Por isso, esse dia precisa ser de reflexão e de fortalecimento da
caminhada daquele que gera e movimenta as riquezas do País.”
Trabalho escravo
Entre
as conquistas dos últimos anos, Vicentinho ressalta a PEC 438/01, que
endurece as penas aplicadas a quem utilizar trabalho escravo - a
proposta foi aprovada em maio de 2012 pela Câmara e está sendo analisada
pelo Senado. “No ano passado, nós avançamos nessa questão do trabalho
escravo, colocando na cadeia quem usar esse tipo de recurso e,
inclusive, autorizando a desapropriação de terras para fins de reforma
agrária onde se constatar o emprego de práticas associadas à
escravidão”, lembra o deputado.

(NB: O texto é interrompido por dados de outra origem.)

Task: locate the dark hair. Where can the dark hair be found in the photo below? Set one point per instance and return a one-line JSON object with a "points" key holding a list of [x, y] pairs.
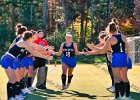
{"points": [[38, 31], [27, 35], [102, 36], [34, 32], [20, 29], [115, 21], [112, 27]]}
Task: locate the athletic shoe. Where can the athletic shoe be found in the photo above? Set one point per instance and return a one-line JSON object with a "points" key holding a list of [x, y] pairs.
{"points": [[11, 98], [64, 87], [31, 89], [116, 98], [19, 97], [126, 98], [25, 90], [41, 87], [111, 89], [68, 85]]}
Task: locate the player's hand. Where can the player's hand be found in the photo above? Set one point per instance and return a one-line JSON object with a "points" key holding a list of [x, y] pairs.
{"points": [[49, 57], [90, 45], [87, 53]]}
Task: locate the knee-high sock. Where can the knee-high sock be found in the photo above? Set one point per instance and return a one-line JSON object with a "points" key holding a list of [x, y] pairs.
{"points": [[29, 83], [122, 88], [17, 88], [117, 90], [22, 83], [42, 75], [127, 88], [10, 90], [63, 77], [70, 78]]}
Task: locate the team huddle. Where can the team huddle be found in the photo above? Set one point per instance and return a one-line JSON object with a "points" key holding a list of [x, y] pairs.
{"points": [[29, 51]]}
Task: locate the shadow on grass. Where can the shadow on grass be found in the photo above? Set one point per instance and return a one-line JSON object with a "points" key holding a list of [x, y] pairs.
{"points": [[51, 94], [84, 59], [74, 93], [135, 95]]}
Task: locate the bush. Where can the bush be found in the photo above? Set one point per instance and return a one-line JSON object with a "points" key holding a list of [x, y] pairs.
{"points": [[58, 38]]}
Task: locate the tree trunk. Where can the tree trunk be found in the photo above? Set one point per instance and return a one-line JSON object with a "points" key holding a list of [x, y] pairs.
{"points": [[45, 7], [92, 22], [82, 43]]}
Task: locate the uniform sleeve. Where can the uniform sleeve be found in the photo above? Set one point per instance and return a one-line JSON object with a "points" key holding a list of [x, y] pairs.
{"points": [[36, 41], [45, 43]]}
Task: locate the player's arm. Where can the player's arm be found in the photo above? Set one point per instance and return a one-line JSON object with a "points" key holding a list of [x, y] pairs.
{"points": [[95, 47], [60, 50], [39, 48], [13, 43], [33, 52], [126, 46], [76, 50], [101, 50]]}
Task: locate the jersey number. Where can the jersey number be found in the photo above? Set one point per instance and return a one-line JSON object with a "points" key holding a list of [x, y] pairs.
{"points": [[68, 54]]}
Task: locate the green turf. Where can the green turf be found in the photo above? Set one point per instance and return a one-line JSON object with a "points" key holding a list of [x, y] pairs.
{"points": [[89, 83]]}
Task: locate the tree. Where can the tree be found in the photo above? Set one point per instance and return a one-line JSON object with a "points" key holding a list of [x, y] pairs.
{"points": [[137, 10]]}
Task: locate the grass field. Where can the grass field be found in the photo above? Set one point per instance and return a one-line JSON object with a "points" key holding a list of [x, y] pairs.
{"points": [[89, 82]]}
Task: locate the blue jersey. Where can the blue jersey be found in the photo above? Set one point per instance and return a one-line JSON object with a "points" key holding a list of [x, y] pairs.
{"points": [[119, 47], [68, 51]]}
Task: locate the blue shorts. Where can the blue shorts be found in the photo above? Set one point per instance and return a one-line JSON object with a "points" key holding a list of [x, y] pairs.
{"points": [[69, 61], [26, 62], [119, 60], [129, 63], [7, 61], [17, 63]]}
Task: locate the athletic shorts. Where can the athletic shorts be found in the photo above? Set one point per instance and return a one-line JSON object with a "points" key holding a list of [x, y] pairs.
{"points": [[27, 62], [119, 60], [129, 63], [69, 61], [7, 61], [39, 62]]}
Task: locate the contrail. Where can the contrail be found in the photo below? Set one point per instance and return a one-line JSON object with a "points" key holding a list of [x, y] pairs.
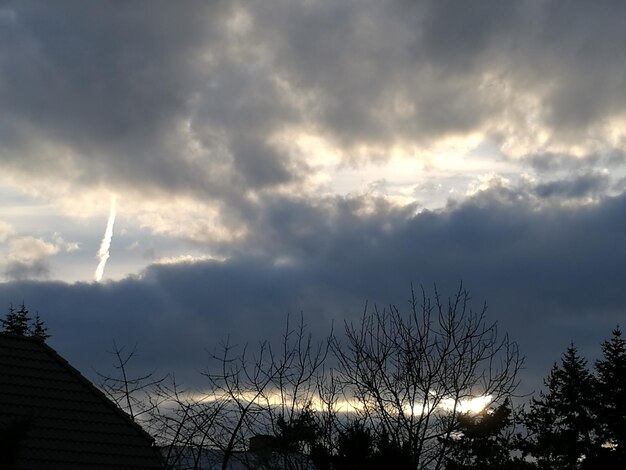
{"points": [[103, 252]]}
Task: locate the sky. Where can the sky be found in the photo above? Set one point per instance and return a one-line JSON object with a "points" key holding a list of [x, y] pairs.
{"points": [[236, 162]]}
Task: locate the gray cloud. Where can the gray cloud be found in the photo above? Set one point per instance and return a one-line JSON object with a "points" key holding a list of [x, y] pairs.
{"points": [[123, 87], [549, 277]]}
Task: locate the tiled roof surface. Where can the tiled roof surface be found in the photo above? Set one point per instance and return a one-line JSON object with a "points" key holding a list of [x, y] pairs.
{"points": [[70, 423]]}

Ele cita ainda a aprovação do PL
1033/03, que assegura o pagamento de adicional de periculosidade aos
vigilantes e foi transformado na Lei 12.740/12.
Presidente
da Comissão de Trabalho, de Administração e Serviço Público, o deputado
Roberto Santiago (PSD-SP) entende que ainda é preciso assegurar
melhores condições de trabalho ao brasileiro, além de melhorar a
distribuição do conjunto de riquezas produzidas no País. “Essa Casa
costuma discutir muito a questão do salário mínimo, mas, na verdade, nós
precisamos melhores as condições de trabalho para esses profissionais”,
afirma.
Também
favorável ao fim do fator previdenciário, Santiago considera que essa
deve ser uma pauta prioritária para 2013. “Não é possível você trabalhar
ao longo de sua vida e, quando vai buscar tranquilidade, descanso, ter
uma redução salarial que não permite que se aposente. Ou então, obriga o
trabalhador a aderir a uma prática frequente ultimamente, que é pedir a
aposentadoria e continuar trabalhando”, destaca.
Segundo
a CUT, as comemorações do 1º de Maio devem abrigar também protestos
contra o Projeto de Lei 4330/04, do deputado Sandro Mabel (PMDB-GO), que
regulamenta as terceirizações de mão de obra nos setores público e
privado. “Não queremos esse projeto ameaçador, porque legaliza a
precarização”, ressalta Vicentinho.
Trabalho doméstico
A
deputada Benedita da Silva (PT-SP), que já trabalhou como doméstica,
afirma que o Dia do Trabalhador deste ano servirá para celebrar a
aprovação da PEC 478/10, transformada na Emenda Constitucional 72, que
amplia os direitos trabalhistas de domésticas, babás, cozinheiras e
outros trabalhadores em residências. Entre
os 16 direitos previstos, estão a jornada de trabalho de 44 horas
semanais, pagamento de horas extras e proibição de trabalho de menores
de 16 anos.
Diversos
dispositivos dessa lei, porém, ainda precisam ser regulamentados. A
comissão mista que analisa a regulamentação de 118 dispositivos
constitucionais, entre eles os novos direitos do trabalhador doméstico,
está negociando com o governo pontos como a redução da multa sobre o
FGTS em caso de demissão sem justa causa.
Benedita
da Silva também defende a aprovação do PL 2295/00, do Senado, que
regulamenta a jornada de trabalho dos enfermeiros. O projeto ainda
depende de acordo dos líderes para votação no Plenário.